Abstract

Many patients requiring cardiac implantable electronic device (CIED) implantation are on long-term oral anticoagulant therapy. While continuation of warfarin has been shown to be safe and reduce bleeding complications compared to interruption of warfarin therapy and heparin bridging, it is not known which novel oral anticoagulants (NOAC) regimen (interrupted vs uninterrupted) is better in this setting. One-hundred and one patients were randomized to receive CIED implantation with either interrupted or uninterrupted/continuous NOAC therapy before surgery. No heparin was used in either treatment arm.
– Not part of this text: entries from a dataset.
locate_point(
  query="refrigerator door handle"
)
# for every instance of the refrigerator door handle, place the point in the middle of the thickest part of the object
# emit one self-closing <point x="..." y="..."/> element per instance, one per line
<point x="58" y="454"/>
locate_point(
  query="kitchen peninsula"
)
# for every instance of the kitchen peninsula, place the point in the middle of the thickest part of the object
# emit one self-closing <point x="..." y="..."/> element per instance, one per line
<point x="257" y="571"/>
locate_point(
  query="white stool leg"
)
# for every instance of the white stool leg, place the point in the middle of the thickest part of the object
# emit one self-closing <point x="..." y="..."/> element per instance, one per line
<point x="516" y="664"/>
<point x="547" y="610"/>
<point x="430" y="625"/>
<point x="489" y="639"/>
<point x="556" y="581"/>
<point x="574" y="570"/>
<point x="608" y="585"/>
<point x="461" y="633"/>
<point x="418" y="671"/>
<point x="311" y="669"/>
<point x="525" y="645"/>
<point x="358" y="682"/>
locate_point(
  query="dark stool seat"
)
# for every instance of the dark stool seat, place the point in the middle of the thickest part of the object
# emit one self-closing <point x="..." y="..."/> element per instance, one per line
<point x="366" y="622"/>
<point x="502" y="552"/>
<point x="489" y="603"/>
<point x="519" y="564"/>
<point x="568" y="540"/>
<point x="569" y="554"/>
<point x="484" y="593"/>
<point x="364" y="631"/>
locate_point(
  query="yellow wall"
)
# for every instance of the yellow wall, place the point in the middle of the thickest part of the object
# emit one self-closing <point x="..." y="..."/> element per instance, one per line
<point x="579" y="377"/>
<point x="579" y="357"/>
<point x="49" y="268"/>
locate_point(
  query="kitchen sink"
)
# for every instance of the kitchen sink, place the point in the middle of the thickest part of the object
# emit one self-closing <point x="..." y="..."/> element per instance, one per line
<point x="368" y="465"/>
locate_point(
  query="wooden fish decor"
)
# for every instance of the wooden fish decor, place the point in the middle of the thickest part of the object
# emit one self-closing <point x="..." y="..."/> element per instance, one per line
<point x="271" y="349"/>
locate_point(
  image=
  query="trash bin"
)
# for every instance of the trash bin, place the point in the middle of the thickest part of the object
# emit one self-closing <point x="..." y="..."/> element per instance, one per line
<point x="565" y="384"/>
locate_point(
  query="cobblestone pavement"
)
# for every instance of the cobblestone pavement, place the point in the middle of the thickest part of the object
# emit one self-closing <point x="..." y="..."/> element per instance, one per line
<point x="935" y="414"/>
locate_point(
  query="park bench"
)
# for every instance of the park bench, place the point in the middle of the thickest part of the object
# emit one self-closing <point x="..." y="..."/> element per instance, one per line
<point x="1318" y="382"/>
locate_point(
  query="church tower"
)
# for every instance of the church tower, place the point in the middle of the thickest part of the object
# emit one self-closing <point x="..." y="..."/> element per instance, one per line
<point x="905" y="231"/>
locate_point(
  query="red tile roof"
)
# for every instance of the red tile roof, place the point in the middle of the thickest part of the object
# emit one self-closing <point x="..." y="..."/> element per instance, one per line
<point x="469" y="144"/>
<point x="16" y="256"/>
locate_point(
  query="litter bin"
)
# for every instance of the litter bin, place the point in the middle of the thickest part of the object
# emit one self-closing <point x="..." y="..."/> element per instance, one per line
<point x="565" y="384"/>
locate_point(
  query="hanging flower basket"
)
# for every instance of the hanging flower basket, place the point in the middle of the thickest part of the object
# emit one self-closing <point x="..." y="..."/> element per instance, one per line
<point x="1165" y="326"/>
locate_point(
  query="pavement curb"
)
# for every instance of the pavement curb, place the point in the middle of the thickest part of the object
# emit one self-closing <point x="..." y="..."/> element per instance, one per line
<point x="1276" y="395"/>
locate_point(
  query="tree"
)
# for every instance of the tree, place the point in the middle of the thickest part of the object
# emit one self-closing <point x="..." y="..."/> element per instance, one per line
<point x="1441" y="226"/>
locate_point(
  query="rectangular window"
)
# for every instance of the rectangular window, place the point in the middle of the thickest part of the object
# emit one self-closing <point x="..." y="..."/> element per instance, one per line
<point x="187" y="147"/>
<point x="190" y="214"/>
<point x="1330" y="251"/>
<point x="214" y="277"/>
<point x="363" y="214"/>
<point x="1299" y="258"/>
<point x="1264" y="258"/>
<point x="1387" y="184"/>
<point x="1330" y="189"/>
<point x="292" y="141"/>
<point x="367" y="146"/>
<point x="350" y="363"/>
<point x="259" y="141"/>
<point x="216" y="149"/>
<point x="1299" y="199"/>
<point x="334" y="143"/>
The primary end-point was the presence of a clinically significant pocket hematoma after CIED implantation. The secondary end-point was a composite of other major bleeding events, device-related infection, thrombotic events, and device-related admission length postdevice implantation. Both treatment groups were equally balanced for baseline variables and concomitant medications. One clinically significant pocket hematoma occurred in the uninterrupted NOAC group and none in the interrupted group (P=0.320). There was no difference in other bleeding complications. No thrombotic events were observed in either of the two groups. Despite the paucity of bleeding events, data from this pilot study suggest that uninterrupted NOAC therapy for CIED implantation appears to be as safe as NOAC interruption and does not increase bleeding complications.